Given the robust effects of retrieval practice on learning, it is no surprise that investigators have wanted to examine the possibility 
that retrieval practice might improve learning in memory-impaired populations. Several recent studies have shown promising 
results using retrieval practice as a memory remediation technique. This work has been done with patients with multiple sclerosis 
(Sumowski et al., 2010a; Sumowski et al., 2013), traumatic brain injuries (Pastotter et al., 2013; Sumowski et al., 2010b), and 
dementia of the Alzheimer’s type (Balota et al., 2006). Recent work has also shown benefits of retrieval practice in patients with 
language impairments, such as aphasia (Friedman et al., 2017; Middleton et al., 2015; Middleton et al., 2016). 

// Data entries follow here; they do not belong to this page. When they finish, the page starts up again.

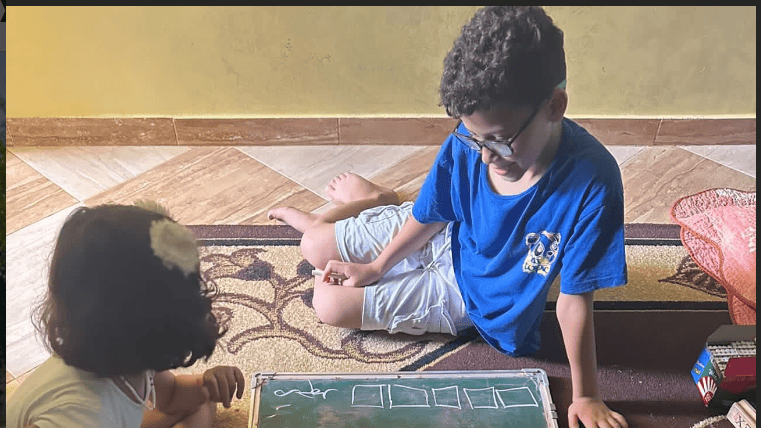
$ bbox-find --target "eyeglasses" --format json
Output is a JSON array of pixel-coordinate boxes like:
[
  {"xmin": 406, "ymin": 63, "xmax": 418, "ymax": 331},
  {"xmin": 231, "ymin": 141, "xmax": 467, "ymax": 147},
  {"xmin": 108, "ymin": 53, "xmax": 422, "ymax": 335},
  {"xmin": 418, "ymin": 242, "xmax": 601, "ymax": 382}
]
[
  {"xmin": 452, "ymin": 103, "xmax": 542, "ymax": 158},
  {"xmin": 452, "ymin": 79, "xmax": 566, "ymax": 158}
]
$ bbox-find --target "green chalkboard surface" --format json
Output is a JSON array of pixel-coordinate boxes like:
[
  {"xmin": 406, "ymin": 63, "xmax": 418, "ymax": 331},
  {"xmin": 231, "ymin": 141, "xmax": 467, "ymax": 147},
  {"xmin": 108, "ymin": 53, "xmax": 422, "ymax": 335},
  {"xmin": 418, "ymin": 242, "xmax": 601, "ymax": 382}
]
[{"xmin": 249, "ymin": 369, "xmax": 558, "ymax": 428}]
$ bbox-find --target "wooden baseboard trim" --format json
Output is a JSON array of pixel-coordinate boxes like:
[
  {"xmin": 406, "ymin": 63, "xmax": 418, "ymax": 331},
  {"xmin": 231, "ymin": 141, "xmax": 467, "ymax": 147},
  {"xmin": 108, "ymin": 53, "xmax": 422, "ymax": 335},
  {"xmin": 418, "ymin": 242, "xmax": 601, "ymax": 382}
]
[{"xmin": 7, "ymin": 117, "xmax": 756, "ymax": 147}]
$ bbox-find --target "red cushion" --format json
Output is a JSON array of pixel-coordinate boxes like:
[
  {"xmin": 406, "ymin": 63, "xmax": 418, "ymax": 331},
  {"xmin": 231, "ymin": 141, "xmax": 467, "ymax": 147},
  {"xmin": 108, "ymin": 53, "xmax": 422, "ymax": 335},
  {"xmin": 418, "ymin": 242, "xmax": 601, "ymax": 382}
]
[{"xmin": 671, "ymin": 188, "xmax": 756, "ymax": 324}]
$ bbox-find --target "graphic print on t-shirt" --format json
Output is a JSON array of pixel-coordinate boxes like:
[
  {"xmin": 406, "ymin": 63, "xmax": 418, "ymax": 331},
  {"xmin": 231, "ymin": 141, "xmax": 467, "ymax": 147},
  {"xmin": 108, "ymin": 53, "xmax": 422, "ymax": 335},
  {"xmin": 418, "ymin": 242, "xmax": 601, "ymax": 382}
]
[{"xmin": 523, "ymin": 230, "xmax": 560, "ymax": 276}]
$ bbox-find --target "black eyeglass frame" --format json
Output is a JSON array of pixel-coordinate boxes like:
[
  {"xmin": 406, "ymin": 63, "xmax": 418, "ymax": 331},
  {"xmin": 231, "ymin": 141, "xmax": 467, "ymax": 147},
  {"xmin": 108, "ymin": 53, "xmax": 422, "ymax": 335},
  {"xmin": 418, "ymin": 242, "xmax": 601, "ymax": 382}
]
[{"xmin": 452, "ymin": 102, "xmax": 544, "ymax": 158}]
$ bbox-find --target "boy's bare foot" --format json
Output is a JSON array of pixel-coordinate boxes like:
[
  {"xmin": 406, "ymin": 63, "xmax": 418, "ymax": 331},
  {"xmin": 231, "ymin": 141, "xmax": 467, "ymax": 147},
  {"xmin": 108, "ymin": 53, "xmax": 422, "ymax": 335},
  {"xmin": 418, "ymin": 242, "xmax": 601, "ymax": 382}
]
[
  {"xmin": 325, "ymin": 172, "xmax": 399, "ymax": 205},
  {"xmin": 267, "ymin": 207, "xmax": 317, "ymax": 233}
]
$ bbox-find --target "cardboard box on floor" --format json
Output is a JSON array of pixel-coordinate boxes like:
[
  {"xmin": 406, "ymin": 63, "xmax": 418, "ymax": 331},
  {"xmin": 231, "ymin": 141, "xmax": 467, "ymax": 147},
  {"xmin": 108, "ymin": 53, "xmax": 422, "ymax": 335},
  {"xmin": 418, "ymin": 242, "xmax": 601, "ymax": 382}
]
[{"xmin": 692, "ymin": 325, "xmax": 756, "ymax": 413}]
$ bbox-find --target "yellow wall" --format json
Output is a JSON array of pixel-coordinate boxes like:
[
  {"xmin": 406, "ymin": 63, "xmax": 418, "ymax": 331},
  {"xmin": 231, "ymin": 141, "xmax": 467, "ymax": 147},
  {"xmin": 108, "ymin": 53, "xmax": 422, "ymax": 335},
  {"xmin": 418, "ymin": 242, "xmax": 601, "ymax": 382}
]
[{"xmin": 7, "ymin": 6, "xmax": 756, "ymax": 117}]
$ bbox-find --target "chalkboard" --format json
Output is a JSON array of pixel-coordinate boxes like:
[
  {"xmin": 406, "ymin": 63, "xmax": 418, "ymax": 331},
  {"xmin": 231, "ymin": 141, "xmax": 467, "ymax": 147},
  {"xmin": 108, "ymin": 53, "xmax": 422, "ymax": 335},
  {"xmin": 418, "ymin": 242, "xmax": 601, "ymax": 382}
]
[{"xmin": 249, "ymin": 369, "xmax": 558, "ymax": 428}]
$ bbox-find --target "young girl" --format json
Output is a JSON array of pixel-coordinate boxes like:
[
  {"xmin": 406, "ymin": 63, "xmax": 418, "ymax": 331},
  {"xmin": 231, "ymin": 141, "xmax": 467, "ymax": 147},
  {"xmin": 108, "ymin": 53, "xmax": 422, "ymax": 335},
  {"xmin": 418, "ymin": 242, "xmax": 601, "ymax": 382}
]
[{"xmin": 6, "ymin": 202, "xmax": 245, "ymax": 428}]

The benefits of retrieval practice have been established across age ranges, from early childhood to older adulthood, and in 
memory-impaired populations. There has been less work, however, focused on identifying individual difference factors that might 
mediate the benefits of retrieval practice. One complication that arises in such research is that initial performance (i.e., the level of 
success during initial retrieval practice) may differ across different groups. For example, a high ability group might recall more 
during initial retrieval practice than a low ability group would. Any difference in the size of a retrieval practice effect across ability 
groups would be influenced by differences in initial retrieval success, making it difficult to interpret the final test results (see the 
earlier section on Balancing Retrieval Success and Retrieval Effort). Nevertheless, two individual difference factors have received 
attention in recent research: trait anxiety and working memory capacity. 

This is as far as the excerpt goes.